On 2 February 2018, Kislyak signed for Kazakhstan Premier League club Irtysh Pavlodar. He returned to Belarus, joining Dinamo Brest in September 2018, signing a contract for two and a half years.

===International===
Kislyak netted the only two goals for Belarus U-21 at the 2009 UEFA European Under-21 Football Championship, opening the scoring in the matches against Sweden U-21 and Italy U-21.

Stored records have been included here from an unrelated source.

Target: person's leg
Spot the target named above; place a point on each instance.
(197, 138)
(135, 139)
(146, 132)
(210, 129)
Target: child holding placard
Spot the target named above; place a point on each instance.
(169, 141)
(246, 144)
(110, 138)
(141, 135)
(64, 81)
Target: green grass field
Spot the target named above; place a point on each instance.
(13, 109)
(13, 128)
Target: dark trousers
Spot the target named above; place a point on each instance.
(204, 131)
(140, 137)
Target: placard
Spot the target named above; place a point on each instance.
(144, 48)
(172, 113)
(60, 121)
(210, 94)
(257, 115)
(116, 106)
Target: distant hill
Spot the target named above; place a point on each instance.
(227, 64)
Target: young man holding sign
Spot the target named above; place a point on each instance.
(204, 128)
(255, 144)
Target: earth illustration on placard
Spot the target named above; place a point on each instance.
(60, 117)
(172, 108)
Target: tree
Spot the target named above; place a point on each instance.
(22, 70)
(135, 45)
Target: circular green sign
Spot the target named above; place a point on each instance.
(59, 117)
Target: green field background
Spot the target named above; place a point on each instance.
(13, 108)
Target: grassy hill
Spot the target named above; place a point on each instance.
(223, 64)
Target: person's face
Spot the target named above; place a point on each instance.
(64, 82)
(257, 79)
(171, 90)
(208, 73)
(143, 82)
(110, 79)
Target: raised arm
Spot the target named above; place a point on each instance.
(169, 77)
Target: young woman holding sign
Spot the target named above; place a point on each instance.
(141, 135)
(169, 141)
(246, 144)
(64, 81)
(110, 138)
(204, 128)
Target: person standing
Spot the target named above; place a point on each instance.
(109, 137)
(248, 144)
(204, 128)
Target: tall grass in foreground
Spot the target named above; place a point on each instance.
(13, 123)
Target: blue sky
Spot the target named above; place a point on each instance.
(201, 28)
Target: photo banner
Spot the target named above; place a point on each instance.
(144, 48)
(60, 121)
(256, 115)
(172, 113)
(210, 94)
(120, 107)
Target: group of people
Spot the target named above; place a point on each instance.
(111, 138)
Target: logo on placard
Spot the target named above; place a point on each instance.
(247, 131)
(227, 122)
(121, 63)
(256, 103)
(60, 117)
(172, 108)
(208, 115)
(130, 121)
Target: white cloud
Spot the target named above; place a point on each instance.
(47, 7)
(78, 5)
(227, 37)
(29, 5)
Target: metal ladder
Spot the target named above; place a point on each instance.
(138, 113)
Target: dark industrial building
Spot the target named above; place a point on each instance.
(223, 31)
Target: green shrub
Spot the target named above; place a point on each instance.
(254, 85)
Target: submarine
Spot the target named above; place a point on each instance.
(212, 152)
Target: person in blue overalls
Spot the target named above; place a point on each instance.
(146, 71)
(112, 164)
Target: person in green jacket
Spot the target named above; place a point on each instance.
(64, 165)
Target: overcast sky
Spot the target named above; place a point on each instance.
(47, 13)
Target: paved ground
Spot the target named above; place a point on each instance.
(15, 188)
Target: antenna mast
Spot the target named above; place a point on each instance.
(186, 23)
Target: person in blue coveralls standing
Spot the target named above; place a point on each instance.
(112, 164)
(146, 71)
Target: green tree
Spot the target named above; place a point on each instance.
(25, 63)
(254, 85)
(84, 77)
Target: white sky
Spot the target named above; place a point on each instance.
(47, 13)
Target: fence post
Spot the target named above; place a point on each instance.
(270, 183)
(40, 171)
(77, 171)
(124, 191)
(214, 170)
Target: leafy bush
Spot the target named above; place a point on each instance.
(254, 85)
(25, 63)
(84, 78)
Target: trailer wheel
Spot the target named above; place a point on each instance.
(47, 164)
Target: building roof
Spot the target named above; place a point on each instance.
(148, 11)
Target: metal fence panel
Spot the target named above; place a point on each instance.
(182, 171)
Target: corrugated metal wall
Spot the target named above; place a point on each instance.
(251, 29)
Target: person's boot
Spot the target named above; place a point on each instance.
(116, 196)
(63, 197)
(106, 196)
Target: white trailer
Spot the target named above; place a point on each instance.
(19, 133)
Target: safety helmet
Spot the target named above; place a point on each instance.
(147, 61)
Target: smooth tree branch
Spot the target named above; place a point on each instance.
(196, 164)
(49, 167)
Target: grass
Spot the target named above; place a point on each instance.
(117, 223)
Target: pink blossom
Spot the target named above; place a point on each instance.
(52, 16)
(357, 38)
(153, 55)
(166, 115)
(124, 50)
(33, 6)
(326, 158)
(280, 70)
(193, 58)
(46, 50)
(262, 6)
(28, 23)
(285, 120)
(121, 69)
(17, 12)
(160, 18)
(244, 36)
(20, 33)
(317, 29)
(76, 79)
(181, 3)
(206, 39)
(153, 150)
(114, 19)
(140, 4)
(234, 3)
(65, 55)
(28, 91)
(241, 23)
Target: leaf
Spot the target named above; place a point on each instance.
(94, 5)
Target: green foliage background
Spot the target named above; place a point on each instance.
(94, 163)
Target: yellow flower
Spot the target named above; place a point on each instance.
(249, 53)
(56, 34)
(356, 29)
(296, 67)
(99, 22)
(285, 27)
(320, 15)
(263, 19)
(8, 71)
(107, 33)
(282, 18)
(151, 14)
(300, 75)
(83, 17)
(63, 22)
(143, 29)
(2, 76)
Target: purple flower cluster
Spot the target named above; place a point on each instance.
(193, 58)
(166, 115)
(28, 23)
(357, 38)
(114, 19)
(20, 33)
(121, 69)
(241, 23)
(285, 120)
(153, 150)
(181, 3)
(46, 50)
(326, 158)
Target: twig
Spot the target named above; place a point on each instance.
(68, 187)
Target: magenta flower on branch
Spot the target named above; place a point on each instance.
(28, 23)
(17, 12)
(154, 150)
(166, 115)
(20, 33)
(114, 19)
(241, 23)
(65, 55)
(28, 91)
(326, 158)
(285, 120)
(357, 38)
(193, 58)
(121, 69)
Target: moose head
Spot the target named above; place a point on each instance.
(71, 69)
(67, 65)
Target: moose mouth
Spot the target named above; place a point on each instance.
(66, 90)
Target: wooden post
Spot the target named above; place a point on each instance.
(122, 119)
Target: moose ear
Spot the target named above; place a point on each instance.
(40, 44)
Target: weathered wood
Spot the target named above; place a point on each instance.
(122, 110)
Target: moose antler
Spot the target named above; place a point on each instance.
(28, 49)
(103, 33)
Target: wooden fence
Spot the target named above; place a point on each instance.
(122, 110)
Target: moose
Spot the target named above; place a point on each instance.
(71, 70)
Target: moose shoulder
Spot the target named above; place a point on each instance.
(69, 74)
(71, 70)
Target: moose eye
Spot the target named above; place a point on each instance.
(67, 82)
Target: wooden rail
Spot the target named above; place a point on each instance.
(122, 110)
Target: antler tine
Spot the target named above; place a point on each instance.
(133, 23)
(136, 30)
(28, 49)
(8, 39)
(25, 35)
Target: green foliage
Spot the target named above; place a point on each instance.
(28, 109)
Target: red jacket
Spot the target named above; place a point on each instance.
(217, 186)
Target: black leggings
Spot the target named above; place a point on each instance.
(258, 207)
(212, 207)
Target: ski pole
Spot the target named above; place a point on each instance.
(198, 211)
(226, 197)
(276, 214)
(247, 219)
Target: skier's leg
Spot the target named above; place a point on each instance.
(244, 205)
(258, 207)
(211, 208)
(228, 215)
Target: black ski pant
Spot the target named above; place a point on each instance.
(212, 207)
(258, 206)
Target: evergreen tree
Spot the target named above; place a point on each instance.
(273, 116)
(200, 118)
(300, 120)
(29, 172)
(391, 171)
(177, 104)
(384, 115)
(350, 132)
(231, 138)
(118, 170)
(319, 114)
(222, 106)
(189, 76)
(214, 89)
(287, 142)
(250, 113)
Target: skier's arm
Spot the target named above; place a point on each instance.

On 14 November 2009, Kislyak made his international debut for the senior side, coming on as a last-minute substitute for Sergei Kornilenko in the 1–1 away draw with Saudi Arabia in a friendly match.

On 30 May 2010, he scored his first goal for the senior side in the 1–0 friendly win against South Korea.

On 3 September 2010, Kislyak scored the only goal for the Belarusians in the 1–0 away win against France after a Vyacheslav Hleb assist to help provide a winning start to the country's Euro 2012 qualification campaign.

==Career statistics==

===International===

Belarus national team
| Year | Apps | Goals |
| 2009 | 1 | 0 |
| 2010 | 10 | 2 |
| 2011 | 11 | 1 |
| 2012 | 7 | 1 |
| 2013 | 11 | 0 |
| 2014 | 8 | 3 |
| 2015 | 7 | 2 |
| 2016 | 6 | 0 |
| 2017 | 1 | 0 |
| Total | 62 | 9 |

Statistics accurate as of match played 28 March 2017

===International goals===
Scores and results list Belarus' goal tally first.

| # | Date | Venue | Opponent | Score | Result | Competition | Ref. |
| 1. | 30 May 2010 | Kufstein-Arena, Kufstein, Austria | South Korea | 1–0 | 1–0 | Friendly |  |
| 2. | 3 September 2010 | Stade de France, Paris, France | France | 1–0 | 1–0 | Euro 2012 qualification |  |
| 3. | 10 August 2011 | Dinamo Stadium, Minsk, Belarus | Bulgaria | 1–0 | 1–0 | Friendly |  |
| 4. | 14 November 2012 | Teddy Stadium, Jerusalem, Israel | Israel | 1–1 | 2–1 | Friendly |  |
| 5. | 21 May 2014 | Rheinpark Stadion, Vaduz, Liechtenstein | Liechtenstein | 2–0 | 5–1 | Friendly |  |
| 6. | 4 September 2014 | Borisov Arena, Barysaw, Belarus | Tajikistan | 5–1 | 6–1 | Friendly |  |
| 7. | 18 November 2014 | Borisov Arena, Barysaw, Belarus | Mexico | 1–1 | 3–2 | Friendly |  |
| 8. | 7 June 2015 | Arena Khimki, Khimki, Russia | Russia | 1–1 | 2–4 | Friendly |  |
| 9. | 2–1 |

==Honours==
Dinamo Minsk
- Belarusian Premier League champion: 2004

Rubin Kazan
- Russian Cup winner: 2011–12

Dinamo Brest
- Belarusian Premier League champion: 2019
- Belarusian Super Cup winner: 2019, 2020

==Personal==
Kislyak has stated that his childhood football idols were Shevchenko and Maradona, while he also admires the playing style of Steven Gerrard.